A distanza di quasi un lustro dal rilascio del loro terzo album eponimo (giudicato abbastanza male dalla critica), Andrew VanWingarden e Ben Goldwasser sono tornati ai loro alti livelli con un lavoro complesso e per niente facile da comprendere a primo ascolto. Penso che la vera novità portata da questo disco risieda in questa complessità del tutto inedita nella carriera degli MGMT, specie se paragonata all’esordio Oracular Spectacular del 2007: pezzi così orecchiabili come Kids, Time To Pretend o Electric Feel ebbero un successo immediato proprio per la loro enorme semplicità che conquistò tutti in poco tempo.
Qualche settimana fa un amico mi ha rivelato di aver scoperto gli MGMT a 13 anni e che grazie ai loro primi singoli cominciò a seguire la musica in modo più serio. Questo inizialmente mi ha spiazzato (insomma io a quell’età ascoltavo Green Day e Linkin Park), ma subito dopo mi ha quasi portato a pensare che il duo di Brooklyn faccia musica per ragazzini.
Fortunatamente però Little Dark Age è uscito giusto in tempo per farmi confutare questa ridicola tesi: già dalla prima traccia She Works Out Too Much capiamo infatti che non sono più gli MGMT freschi e genuini di dieci anni fa, c’è una maggiore consapevolezza nei propri mezzi che d’altronde è scontata quando si arriva al quarto album in carriera.

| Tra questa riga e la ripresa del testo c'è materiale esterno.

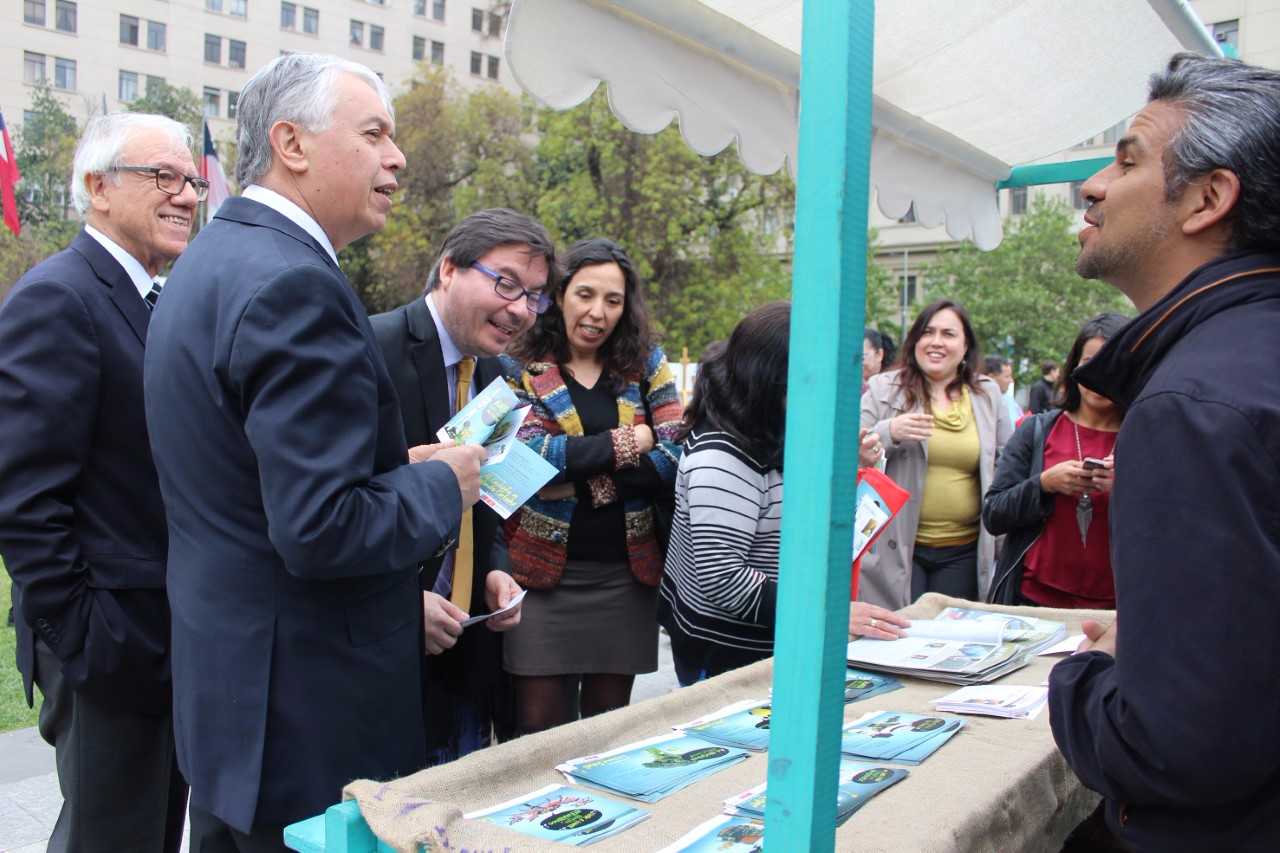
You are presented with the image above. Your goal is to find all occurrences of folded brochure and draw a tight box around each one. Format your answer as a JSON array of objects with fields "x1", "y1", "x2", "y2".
[
  {"x1": 840, "y1": 710, "x2": 964, "y2": 764},
  {"x1": 464, "y1": 783, "x2": 649, "y2": 846},
  {"x1": 558, "y1": 732, "x2": 749, "y2": 803},
  {"x1": 436, "y1": 376, "x2": 557, "y2": 519}
]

Si tratta di un disco dai contenuti estremamente contemporanei – la Little Dark Age è quella che noi esseri umani stiamo vivendo da un po’ di tempo – ma che dal punto di vista strumentale trova rifugio negli anni 80: ne sono esempi lampanti i synth oscuri e a tratti inquietanti presenti in tracce come When You Die, Days That Got Away o la stessa title track, che più di tutte necessita di svariati ascolti per essere compresa a pieno.
C’è però spazio per momenti meno cupi e più spensierati, quelli dal sound un po’ più vicino al sopracitato Oracular Spectacular: è soprattutto il caso dei due singoli Hand It Over e Me And Michael, anch’essi in pieno stile anni 80 e con ritornelli molto simili tra loro, ma anche dell’energica TSLAMP che merita sicuramente di uscire come quinto estratto.
Questa volta i nostri MGMT non hanno deluso le aspettative tornando in pista con un buon disco, magari non divertente e piacevole quanto il primo ma sicuramente di una certa importanza. Forse l’unica pecca vera e propria è l’assenza di singoli clamorosi che fanno urlare al miracolo, ma questa nuova veste più matura e consapevole è esattamente ciò di cui avevano più bisogno.